Ketua Komisi D Bidang Kesra DPRD Surabaya Khusnul Khotimah di Surabaya, Kamis, mengatakan, pihaknya menyayangkan Surabaya sebagai kota yang menyandang predikat KLA Kategori Utama dari Kementerian Pemberdayaan Perempuan dan Perlindungan Anak (Kemen PPPA), masih terjadinya kasus eksploitasi seksual pada anak di bawah umur.

"Kasus itu tidak akan terjadi jika semua pihak berkomitmen dalam pemenuhan hak-hak serta perlindungan terhadap anak.
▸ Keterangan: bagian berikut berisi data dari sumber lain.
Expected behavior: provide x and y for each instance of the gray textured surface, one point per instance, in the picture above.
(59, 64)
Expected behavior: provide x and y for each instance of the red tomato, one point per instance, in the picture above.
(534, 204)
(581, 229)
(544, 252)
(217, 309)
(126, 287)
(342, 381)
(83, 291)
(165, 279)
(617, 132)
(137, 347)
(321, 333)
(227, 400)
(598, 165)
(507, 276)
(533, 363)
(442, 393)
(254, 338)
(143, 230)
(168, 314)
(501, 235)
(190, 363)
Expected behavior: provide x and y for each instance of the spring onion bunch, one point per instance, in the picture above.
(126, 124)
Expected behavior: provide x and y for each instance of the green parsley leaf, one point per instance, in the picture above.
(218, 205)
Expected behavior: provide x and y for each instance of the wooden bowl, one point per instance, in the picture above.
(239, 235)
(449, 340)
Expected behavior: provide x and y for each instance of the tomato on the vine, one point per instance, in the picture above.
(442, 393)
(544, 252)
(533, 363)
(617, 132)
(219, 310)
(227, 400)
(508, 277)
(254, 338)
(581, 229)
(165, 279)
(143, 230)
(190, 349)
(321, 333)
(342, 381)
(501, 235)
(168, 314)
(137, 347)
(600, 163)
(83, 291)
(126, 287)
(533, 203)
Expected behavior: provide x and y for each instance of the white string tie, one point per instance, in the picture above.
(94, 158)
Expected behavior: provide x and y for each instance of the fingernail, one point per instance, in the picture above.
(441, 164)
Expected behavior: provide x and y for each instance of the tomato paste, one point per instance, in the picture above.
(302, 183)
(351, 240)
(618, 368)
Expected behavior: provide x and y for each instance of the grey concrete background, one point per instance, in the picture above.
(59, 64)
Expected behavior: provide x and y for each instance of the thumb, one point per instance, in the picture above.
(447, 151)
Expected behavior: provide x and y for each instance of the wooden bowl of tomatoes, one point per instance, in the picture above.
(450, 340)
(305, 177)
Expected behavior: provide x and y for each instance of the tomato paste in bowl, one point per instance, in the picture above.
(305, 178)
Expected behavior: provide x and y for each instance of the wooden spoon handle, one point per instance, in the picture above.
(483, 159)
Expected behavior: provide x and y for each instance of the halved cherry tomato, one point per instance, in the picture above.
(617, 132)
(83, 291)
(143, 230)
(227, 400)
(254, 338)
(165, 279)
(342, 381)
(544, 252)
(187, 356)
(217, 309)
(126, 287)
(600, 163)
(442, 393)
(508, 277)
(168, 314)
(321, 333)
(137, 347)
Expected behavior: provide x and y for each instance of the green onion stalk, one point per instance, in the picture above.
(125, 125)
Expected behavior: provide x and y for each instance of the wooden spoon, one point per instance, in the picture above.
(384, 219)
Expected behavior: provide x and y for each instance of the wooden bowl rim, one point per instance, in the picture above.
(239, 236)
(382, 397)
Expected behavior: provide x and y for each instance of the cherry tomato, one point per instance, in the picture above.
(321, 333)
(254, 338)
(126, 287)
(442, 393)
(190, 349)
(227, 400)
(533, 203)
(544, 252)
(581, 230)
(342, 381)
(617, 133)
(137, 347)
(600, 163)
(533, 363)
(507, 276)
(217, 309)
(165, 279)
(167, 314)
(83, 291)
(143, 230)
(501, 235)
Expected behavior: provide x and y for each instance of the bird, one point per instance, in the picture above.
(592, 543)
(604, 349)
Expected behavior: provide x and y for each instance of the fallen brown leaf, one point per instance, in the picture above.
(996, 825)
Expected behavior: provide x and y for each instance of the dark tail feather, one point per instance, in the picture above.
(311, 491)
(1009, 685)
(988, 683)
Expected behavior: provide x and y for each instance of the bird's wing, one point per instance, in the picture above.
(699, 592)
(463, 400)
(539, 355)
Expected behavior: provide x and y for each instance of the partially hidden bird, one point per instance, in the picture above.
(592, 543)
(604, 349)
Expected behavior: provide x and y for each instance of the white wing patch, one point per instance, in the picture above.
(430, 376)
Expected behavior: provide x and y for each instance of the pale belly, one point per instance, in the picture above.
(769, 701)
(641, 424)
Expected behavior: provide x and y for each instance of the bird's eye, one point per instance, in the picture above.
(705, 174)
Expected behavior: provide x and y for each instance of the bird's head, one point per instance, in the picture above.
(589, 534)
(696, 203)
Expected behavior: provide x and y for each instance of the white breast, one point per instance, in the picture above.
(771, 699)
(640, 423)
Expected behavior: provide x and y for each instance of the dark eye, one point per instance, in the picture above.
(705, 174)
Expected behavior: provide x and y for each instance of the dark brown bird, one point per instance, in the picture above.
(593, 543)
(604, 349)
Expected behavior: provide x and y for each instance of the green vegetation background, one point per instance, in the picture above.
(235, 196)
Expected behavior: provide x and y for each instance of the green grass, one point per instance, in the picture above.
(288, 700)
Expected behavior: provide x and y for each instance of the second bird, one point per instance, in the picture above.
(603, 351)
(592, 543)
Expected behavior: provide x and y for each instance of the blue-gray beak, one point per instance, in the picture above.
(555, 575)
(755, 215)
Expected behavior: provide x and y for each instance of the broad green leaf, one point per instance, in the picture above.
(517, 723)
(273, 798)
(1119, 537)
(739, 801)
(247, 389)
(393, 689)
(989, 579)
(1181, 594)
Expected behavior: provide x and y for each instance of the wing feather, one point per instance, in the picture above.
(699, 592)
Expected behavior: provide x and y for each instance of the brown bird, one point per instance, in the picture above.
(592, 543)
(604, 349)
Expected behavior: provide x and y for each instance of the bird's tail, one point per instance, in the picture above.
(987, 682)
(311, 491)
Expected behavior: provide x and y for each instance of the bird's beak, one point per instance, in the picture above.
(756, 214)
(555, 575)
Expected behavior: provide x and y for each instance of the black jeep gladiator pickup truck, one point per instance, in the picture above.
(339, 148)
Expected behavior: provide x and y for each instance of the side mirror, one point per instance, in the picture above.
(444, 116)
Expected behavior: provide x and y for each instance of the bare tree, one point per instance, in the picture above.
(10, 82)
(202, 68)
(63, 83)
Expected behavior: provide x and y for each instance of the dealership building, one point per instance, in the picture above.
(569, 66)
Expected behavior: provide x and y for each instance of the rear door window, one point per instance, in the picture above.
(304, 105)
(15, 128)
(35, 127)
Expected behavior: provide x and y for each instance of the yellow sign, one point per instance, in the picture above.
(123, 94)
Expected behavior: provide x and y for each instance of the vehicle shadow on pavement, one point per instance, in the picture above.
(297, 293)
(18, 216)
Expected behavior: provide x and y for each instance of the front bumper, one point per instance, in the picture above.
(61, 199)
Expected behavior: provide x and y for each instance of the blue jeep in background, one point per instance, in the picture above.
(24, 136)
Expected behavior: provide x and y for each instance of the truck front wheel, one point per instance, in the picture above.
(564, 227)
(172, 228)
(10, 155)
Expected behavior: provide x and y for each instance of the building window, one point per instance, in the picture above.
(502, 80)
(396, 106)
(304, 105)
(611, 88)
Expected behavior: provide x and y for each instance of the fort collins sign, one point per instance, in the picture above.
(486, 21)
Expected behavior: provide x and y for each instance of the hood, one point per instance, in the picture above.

Mulai dari Pemkot Surabaya, tokoh agama, tokoh masyarakat dan pihak-pihak terkait lainnya," katanya.

Diketahui, polisi sebelumnya telah menggrebek praktik prositusi daring di komplek Rusun Romokalisari, Surabaya. Pelaku menawarkan anak di bawah umur untuk melayani pria hidung belang. Dalam aksinya, pelaku berinisial ST menjual korban dengan tarif Rp250 ribu, kemudian pelaku mengambil untung Rp50 ribu.

"Saya sangat geram dengan munculnya kasus eksploitasi seksual melalui prostitusi daring ini. Apalagi korbannya masih anak-anak di bawah umur. Saya tidak tahu, apakah Pemkot Surabaya terlena dengan predikat Kota Layak Anak yang sudah diberikan, atau memang tidak perhatian," ujar Khusnul.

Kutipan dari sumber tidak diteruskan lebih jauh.